Şirketlerin mevcut öz kaynaklarını kullanarak sermayesini artırdığı bir finansal işlemdir. Bu işlemde yeni kaynak yaratılmaz; bunun yerine, şirketin geçmiş yıllarda elde ettiği kârlar, yedek akçeler veya diğer öz sermaye kalemleri sermayeye eklenir. Bu tür artırımlarda hissedarlardan herhangi bir bedel talep edilmez.

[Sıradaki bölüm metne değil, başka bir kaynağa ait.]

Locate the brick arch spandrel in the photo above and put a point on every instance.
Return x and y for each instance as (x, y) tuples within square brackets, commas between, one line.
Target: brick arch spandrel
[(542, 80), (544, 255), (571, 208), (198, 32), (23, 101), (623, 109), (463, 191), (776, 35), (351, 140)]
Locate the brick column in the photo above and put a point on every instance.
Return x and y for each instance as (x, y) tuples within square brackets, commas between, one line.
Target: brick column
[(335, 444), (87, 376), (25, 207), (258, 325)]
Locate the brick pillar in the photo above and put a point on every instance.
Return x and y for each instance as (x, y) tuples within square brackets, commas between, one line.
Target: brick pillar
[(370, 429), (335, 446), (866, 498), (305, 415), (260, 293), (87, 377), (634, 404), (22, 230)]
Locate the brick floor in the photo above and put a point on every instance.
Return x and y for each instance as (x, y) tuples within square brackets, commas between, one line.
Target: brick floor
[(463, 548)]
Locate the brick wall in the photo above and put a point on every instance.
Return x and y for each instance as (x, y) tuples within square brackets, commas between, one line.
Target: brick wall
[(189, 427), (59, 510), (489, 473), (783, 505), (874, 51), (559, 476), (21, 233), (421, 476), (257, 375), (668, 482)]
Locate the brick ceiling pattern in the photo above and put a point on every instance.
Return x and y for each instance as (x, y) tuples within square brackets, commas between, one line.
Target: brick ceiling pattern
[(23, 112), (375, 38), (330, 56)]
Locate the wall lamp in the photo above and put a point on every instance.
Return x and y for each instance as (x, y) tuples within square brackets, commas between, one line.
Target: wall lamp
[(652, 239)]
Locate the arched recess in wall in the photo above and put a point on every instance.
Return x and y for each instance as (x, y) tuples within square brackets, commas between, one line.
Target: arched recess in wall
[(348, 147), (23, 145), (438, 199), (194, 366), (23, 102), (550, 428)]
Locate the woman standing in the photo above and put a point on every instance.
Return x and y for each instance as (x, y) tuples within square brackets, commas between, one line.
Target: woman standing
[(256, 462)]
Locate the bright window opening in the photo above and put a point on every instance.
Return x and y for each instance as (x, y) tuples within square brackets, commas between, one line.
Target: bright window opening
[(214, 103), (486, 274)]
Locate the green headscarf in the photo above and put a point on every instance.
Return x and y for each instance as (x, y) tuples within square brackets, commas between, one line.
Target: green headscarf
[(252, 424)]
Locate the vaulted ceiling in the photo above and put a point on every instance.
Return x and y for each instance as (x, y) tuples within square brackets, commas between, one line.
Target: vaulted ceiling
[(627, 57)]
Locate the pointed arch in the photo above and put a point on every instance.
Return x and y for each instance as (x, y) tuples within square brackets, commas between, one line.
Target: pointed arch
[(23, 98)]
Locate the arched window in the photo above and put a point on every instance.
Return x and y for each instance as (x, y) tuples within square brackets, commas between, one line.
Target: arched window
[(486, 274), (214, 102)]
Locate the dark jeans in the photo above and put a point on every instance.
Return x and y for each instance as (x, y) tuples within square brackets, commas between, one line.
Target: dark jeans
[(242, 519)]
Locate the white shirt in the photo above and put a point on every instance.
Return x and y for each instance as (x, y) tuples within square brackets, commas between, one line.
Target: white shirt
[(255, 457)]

Bedelsiz sermaye artırımı yapılırken şirket, mevcut hissedarlarına yeni hisseler verir. Örneğin, 1:1 oranında bir bedelsiz sermaye artırımı yapılırsa, her bir hissedar, sahip olduğu her hisse için bir adet yeni hisse alır. Böylece, toplam hisse adedi artarken hissedarların şirketteki sahiplik oranı değişmez.
Sistem Nasıl İşler?
Bedelsiz sermaye artırımı süreci şu adımlarla işler:
1. Yönetim Kurulu Kararı
Şirketin yönetim kurulu, bedelsiz sermaye artırımı yapma kararını alır. Bu karar, genellikle şirketin sermayesini güçlendirmek, hisse senedi fiyatını daha cazip bir seviyeye getirmek veya yatırımcı ilgisini artırmak amacıyla alınır.
2. Kaynak Belirleme
Şirket, bedelsiz sermaye artırımı için kullanılacak kaynağı belirler. Bu kaynaklar genellikle aşağıdaki kalemlerden seçilir:
- Geçmiş yıl kârları: Şirketin geçmiş yıllarda elde ettiği ve dağıtılmamış kârlar.

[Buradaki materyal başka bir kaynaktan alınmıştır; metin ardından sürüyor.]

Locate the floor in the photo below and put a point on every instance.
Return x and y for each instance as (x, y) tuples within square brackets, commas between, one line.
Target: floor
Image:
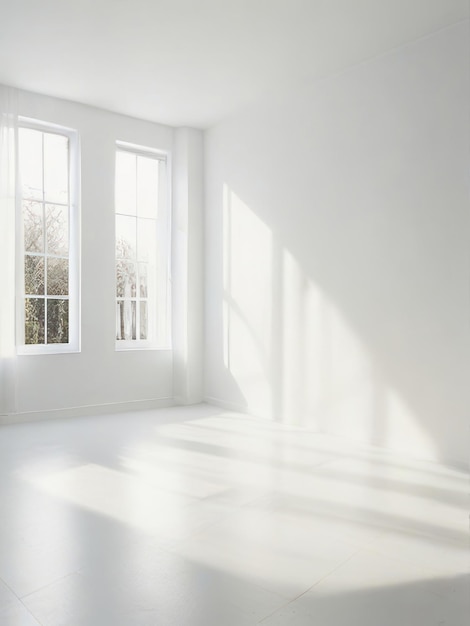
[(201, 517)]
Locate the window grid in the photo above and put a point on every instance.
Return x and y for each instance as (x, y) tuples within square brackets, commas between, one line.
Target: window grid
[(138, 305), (42, 331)]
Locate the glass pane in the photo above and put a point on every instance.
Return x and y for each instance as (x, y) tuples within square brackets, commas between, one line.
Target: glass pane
[(34, 320), (56, 166), (57, 321), (146, 240), (125, 237), (125, 279), (147, 187), (57, 229), (30, 161), (125, 320), (143, 320), (125, 189), (33, 226), (33, 274), (143, 279), (57, 277)]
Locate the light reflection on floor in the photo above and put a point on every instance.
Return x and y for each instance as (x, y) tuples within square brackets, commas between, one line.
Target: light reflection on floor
[(198, 516)]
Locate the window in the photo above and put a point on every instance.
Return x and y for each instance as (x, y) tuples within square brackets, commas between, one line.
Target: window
[(142, 249), (48, 214)]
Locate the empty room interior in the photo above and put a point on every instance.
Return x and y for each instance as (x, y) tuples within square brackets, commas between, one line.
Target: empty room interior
[(234, 313)]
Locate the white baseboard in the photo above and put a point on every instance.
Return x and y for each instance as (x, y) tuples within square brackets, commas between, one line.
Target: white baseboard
[(88, 410)]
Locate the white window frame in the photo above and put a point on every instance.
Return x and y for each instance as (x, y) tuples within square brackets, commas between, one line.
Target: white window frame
[(74, 344), (163, 240)]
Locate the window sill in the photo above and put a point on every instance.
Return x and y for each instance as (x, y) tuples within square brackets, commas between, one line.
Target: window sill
[(46, 350)]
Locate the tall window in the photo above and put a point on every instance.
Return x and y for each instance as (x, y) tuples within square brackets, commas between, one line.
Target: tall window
[(142, 249), (48, 313)]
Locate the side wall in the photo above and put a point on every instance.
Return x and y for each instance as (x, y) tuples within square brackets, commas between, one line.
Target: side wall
[(337, 239)]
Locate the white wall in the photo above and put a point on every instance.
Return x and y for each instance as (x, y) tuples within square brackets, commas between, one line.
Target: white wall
[(98, 375), (337, 239)]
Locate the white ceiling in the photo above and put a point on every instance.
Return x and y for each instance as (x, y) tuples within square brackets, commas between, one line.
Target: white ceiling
[(192, 62)]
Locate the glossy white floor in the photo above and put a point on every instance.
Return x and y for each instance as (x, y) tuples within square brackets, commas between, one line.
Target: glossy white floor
[(199, 517)]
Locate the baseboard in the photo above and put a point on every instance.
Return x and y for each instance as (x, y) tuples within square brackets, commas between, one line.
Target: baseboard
[(223, 404), (87, 410)]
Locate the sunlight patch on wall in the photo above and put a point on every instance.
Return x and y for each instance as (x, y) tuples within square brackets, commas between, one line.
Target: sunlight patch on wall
[(293, 352), (247, 300)]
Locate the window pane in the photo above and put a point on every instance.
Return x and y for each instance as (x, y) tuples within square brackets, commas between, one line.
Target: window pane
[(143, 280), (34, 320), (33, 226), (57, 229), (57, 321), (57, 277), (56, 185), (125, 279), (126, 320), (125, 183), (30, 158), (147, 187), (125, 237), (146, 239), (34, 274), (143, 320)]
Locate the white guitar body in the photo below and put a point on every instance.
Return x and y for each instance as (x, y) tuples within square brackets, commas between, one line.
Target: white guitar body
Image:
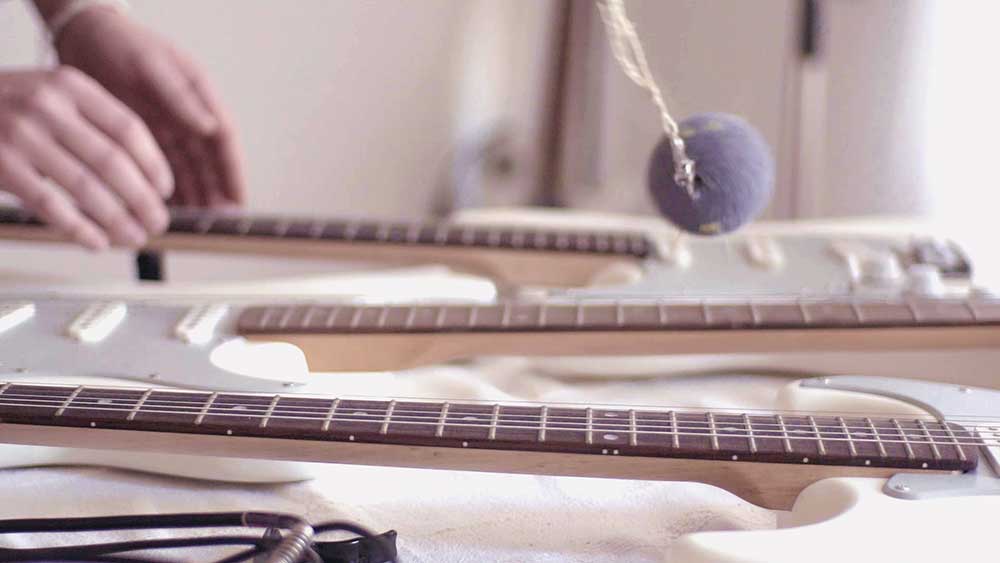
[(837, 520), (833, 520)]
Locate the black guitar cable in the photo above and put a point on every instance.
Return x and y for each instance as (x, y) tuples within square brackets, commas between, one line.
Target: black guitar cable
[(286, 539)]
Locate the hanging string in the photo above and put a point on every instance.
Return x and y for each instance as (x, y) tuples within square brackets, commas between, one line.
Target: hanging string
[(628, 51)]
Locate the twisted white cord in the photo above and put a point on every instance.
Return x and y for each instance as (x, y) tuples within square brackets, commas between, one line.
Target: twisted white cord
[(628, 52)]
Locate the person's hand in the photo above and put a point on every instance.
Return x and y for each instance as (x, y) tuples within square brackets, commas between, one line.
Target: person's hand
[(110, 175), (170, 93)]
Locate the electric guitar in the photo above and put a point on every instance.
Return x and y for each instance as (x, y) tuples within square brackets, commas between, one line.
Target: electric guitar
[(578, 262), (240, 347), (851, 480)]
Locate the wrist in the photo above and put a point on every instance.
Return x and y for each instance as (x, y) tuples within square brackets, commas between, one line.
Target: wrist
[(60, 14)]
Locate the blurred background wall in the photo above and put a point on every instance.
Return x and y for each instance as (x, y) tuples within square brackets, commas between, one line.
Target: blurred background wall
[(413, 108)]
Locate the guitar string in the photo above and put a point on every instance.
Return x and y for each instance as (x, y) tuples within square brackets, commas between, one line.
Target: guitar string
[(908, 439), (363, 414), (198, 402)]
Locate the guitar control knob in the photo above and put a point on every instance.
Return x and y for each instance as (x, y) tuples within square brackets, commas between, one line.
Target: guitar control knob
[(880, 269), (925, 279)]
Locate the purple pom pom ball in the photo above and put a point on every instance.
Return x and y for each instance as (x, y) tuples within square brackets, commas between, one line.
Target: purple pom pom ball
[(734, 175)]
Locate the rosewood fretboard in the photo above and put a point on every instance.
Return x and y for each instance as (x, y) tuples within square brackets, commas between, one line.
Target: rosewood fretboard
[(611, 431), (203, 223), (622, 316)]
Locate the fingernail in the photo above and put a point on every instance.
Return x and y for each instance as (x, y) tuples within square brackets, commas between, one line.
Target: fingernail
[(165, 183)]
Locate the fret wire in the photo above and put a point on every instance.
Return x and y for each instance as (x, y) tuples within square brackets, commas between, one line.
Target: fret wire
[(243, 225), (517, 239), (356, 317), (441, 420), (713, 431), (440, 234), (270, 411), (204, 223), (204, 410), (784, 434), (69, 400), (281, 227), (541, 429), (934, 449), (673, 425), (750, 438), (466, 236), (307, 317), (954, 438), (329, 415), (661, 310), (847, 433), (265, 317), (493, 422), (285, 317), (316, 228), (331, 317), (820, 448), (142, 400), (906, 439), (493, 237), (411, 316), (590, 426), (974, 442), (633, 428), (388, 417), (413, 233), (878, 438), (351, 230)]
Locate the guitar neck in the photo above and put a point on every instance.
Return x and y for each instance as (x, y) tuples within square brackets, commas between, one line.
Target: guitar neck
[(766, 458), (514, 256), (356, 338)]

- Emisyon primleri: Şirketin hisse senetlerini nominal değerinin üzerinde sattığı durumlarda elde edilen fark.
- Yedek akçeler: Şirketin çeşitli amaçlarla ayırdığı ve kullanıma hazır olan fonlar.
3. Sermaye Piyasası Kurulu (SPK) Onayı
Türkiye’de faaliyet gösteren halka açık şirketler için, bedelsiz sermaye artırımı işlemi Sermaye Piyasası Kurulu’nun onayına tabidir. Şirket, SPK’ya gerekli belgelerle birlikte başvuruda bulunur ve onay aldıktan sonra sürece devam eder.
4. Hisse Dağıtımı
Onay sonrasında, yeni oluşturulan hisseler Merkezi Kayıt Kuruluşu (MKK) tarafından hissedarlara dağıtılır. Bu dağıtım otomatik olarak yapılır ve hissedarların herhangi bir işlem yapmasına gerek yoktur.

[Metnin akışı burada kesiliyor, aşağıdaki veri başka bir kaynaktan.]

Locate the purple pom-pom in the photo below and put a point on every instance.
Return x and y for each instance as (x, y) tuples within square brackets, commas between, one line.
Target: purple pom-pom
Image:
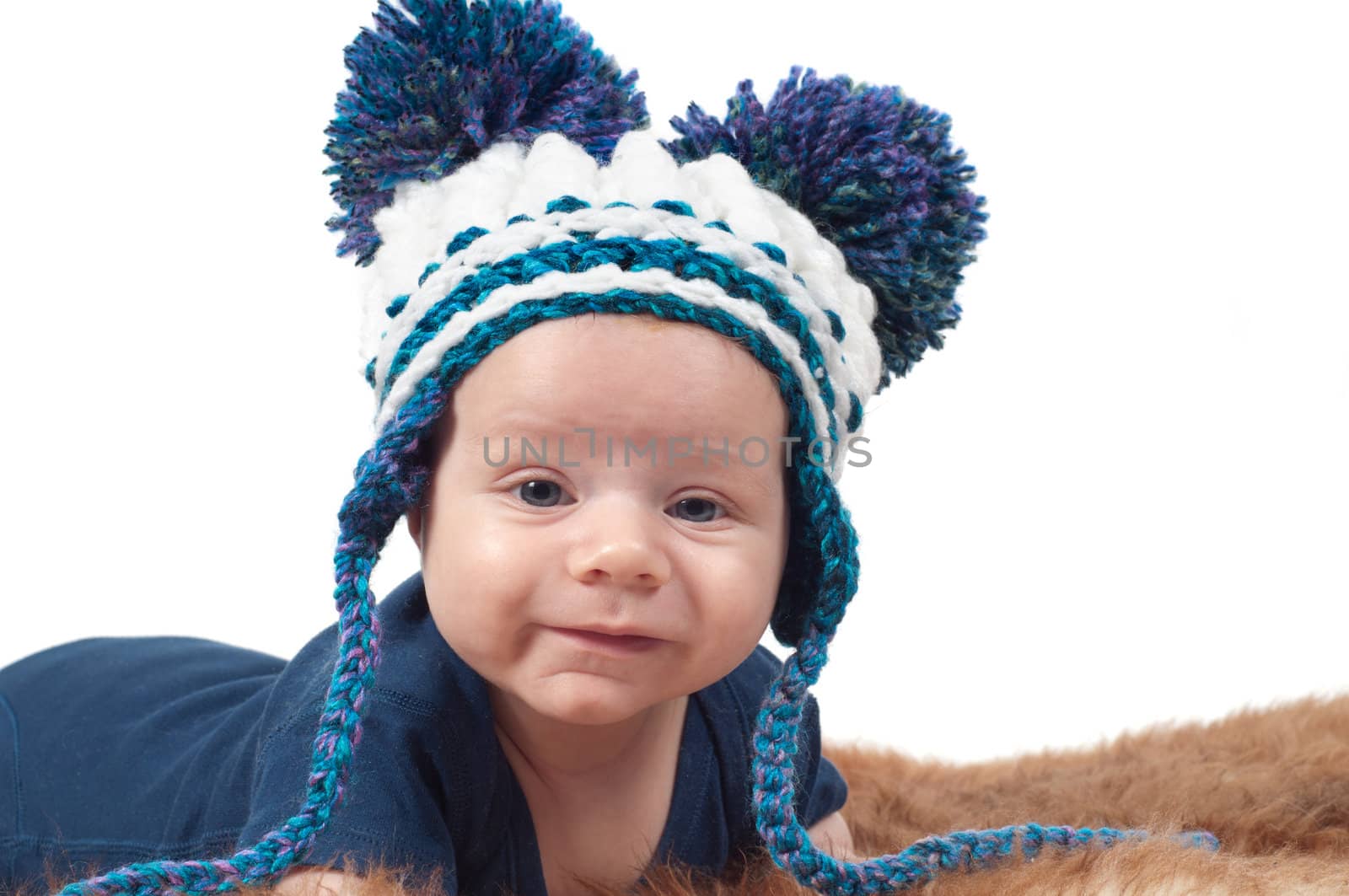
[(431, 92), (876, 174)]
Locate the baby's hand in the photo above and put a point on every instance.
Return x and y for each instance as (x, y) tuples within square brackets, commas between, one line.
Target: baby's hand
[(317, 882), (831, 835)]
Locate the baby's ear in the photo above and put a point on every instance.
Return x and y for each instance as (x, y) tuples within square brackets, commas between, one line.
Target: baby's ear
[(415, 523)]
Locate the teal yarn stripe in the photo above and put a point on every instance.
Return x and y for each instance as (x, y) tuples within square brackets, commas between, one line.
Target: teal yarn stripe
[(679, 256)]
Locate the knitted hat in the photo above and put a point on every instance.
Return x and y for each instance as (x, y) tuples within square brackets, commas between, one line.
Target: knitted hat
[(496, 170)]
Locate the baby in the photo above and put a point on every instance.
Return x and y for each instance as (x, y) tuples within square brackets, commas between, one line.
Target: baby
[(617, 382)]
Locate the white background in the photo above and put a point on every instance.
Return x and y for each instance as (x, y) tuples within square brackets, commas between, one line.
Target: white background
[(1117, 496)]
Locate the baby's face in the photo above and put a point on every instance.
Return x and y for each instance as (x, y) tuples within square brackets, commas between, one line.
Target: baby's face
[(537, 567)]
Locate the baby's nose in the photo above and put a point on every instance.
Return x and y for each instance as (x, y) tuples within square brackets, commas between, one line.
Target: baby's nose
[(621, 544)]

5. Hisse Fiyatında Düzeltme
Toplam hisse adedi artarken şirketin piyasa değeri değişmez. Dolayısıyla, hisse başına fiyat (Borsa İstanbul’daki işlem gören hisse fiyatı) bu artış oranına göre düzeltilir. Örneğin, hisse fiyatı 100 TL olan bir şirket, 1:1 oranında yaparsa, yeni hisse fiyatı 50 TL olur.
Bedelsiz Sermaye Artırımının Avantajları
1. Şirketler İçin Avantajlar
- Sermaye Yapısının Güçlenmesi: Şirket, öz kaynaklarını artırarak finansal yapısını daha sağlam hale getirir.
- Hisse Senedi Likiditesinin Artması: Daha fazla hisse senedinin dolaşıma girmesi, hisse senetlerinin likiditesini artırabilir.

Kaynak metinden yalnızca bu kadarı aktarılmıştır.